3- BOP'A DESTEK YOK Dışişleri'nde Ortadoğu'ya ilişkin görev alanının, "Asıl Ortadoğu" ve Orta Asya'yı da kapsayacak şekilde "Yan Ortadoğu" diye ikiye bölünüp görev dağılımlarının yapılmasına Sezer karşı çıktı. Sezer, bu uygulamayla Türkiye'nin ABD'nin Büyük Ortadoğu Projesi'ne destek verdiği mesajı çıkmasından endişe etti.
DIŞİŞLERİ ŞAŞKIN Dışişleri Bakanlığı'nda Çankaya Köşkü'nün vetoyu resmi olarak gerekçelendirmemesinin şaşkınlığı yaşanırken, Sezer'in ayrıca Dışişleri'nde Kafkaslar'dan Sorumlu Genel Müdür Yardımcılığı'na atanan Ümit Yakın'ın da kararnamesini onaylamadığı ortaya çıktı. Yakın, Bakü Büyükelçiliği'ne atanan Hüseyin Avni Karslıoğlu'nun yerine bu göreve gelecekti. 28 Şubat'ta Resmi Gazete'de yayınlanan genel müdür yardımcılarına ilişkin kararnamede Yakın'ın ismi yer almadı.
TEZCAN KRİZİ Son büyükelçiler kararnamesi ile Londra Büyükelçiliği'ne atanan MGK Genel Sekreteri Büyükelçi Yiğit Alpogan'ın yerine kimin getirileceği konusunda da Çankaya Köşkü ile hükümet arasında çıkan uzlaşmazlık devam ediyor.
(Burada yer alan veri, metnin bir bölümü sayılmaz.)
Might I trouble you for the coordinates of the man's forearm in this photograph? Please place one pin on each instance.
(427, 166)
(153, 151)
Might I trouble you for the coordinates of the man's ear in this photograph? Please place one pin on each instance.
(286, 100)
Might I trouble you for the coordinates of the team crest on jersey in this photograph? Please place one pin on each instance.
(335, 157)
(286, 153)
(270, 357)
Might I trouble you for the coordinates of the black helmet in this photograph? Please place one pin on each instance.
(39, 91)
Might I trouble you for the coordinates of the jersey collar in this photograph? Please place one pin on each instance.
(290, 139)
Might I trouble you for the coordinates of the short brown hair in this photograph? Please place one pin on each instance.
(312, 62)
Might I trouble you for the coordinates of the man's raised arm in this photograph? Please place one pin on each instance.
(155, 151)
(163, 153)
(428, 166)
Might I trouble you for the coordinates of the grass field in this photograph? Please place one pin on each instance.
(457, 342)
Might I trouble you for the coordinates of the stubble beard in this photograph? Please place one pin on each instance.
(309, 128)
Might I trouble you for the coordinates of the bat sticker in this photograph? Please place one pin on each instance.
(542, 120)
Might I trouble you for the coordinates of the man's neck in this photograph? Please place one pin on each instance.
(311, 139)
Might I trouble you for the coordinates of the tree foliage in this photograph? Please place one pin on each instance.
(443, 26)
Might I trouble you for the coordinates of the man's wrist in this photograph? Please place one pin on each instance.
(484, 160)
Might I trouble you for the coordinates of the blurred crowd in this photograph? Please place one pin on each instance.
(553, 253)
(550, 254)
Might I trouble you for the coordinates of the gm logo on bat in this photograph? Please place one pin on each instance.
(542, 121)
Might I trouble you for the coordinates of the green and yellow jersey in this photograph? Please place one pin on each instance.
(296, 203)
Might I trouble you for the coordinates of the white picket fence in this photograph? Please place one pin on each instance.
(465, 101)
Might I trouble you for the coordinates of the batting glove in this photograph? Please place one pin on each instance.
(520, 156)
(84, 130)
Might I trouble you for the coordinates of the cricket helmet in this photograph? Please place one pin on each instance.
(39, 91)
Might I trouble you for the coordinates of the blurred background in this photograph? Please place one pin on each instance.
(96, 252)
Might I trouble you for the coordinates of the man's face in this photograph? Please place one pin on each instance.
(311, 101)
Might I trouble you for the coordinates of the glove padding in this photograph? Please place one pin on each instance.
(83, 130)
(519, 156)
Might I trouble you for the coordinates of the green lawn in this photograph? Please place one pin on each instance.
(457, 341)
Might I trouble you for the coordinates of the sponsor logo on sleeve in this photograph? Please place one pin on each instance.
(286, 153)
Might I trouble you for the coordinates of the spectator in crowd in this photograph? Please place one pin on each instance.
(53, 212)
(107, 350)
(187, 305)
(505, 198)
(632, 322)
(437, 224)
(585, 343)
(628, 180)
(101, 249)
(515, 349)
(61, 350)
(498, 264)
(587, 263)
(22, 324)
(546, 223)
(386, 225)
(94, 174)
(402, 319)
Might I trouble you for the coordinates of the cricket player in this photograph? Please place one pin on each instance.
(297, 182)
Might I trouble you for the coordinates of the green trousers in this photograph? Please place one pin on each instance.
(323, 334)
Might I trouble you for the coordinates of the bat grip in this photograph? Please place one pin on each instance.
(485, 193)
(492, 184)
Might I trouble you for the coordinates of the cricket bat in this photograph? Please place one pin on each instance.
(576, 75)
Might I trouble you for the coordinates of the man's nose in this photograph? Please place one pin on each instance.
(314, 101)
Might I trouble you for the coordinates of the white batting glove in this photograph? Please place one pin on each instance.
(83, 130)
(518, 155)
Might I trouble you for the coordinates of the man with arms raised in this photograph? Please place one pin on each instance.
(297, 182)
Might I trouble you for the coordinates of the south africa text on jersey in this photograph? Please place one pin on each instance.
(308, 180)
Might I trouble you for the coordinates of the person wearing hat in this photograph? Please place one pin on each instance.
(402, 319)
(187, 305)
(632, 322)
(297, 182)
Hükümet, bu görev için Varşova Büyükelçisi Ecvet Tezcan'ın ismini iletirken, Sezer'in, Tezcan'ın kayınpederi Prof. Ayhan Songar'ın İslami kesime yakınlığıyla bilinen Aydınlar Ocağı ile ilişkisi nedeniyle, Tezcan'ı istemediği ileri sürülmüştü.
e-postaları çok tartışıldı
AB Komisyonu Türkiye eski Temsilcisi Karen Fogg’a ait yaklaşık 7 bin e-posta mesajı, 2002 Şubatı’nda İşçi Partisi Genel Başkanı Doğu Perinçek tarafından ele geçirilip kamuoyuna açıklandı. Perinçek, Fogg’un Türk gazeteciler, akademisyenler, sivil toplum örgütleri ve kimi bürokratlarla olan yazışmalarında, Türkiye aleyhtarı faaliyetler yürüttüğünü iddia etti. Yazışmaların Aydınlık Dergisi tarafından yayınlanması sonrası, mahkemeler yayın yasağı koydu. Bunları basan Aydınlık’ın sayısı toplatıldı. Uzun süre yazışmalara konu olan isimlerle gündemde kalan, AB fonlarının Fogg tarafından kimlere ya da hangi kurumlara kullandırtılacağı, Kıbrıs ve özelleştirme konularında ne tür bir lobi yapılacağı konusunda görüşlerin belirtildiği yazışmaların ortaya çıkarılmasından sonra, Fogg, 3 ay içinde Türkiye’deki 4 yıllık görev süresini doldurarak ayrıldı. Fogg, bir e-postada Rauf Denktaş’ın Kıbrıs Türk halkını tam anlamıyla temsil etmediğini iddia ederek, AB’nin KKTC’ye yapacağı yardımların miktarının ’alternatif basına’ sızdırılmasını da önermişti. O yazışmalardan Büyükelçi Selim Kuneralp’in, Fogg’a yolladığı ortaya çıkarılan mesaj ise gizlilik iması taşıdığından çok tartışıldı. Kuneralp, Fogg’a şunları yazmıştı: "Sevgili Karen, dünkü mesajımda yanlışlıkla büyükelçiliğin e-posta adresini kullanmışım. Hálá geçerli olan eski adresime yazmaya devam etmen gerek. Yoksa senin mesajlarını burada herkes okuyabilir."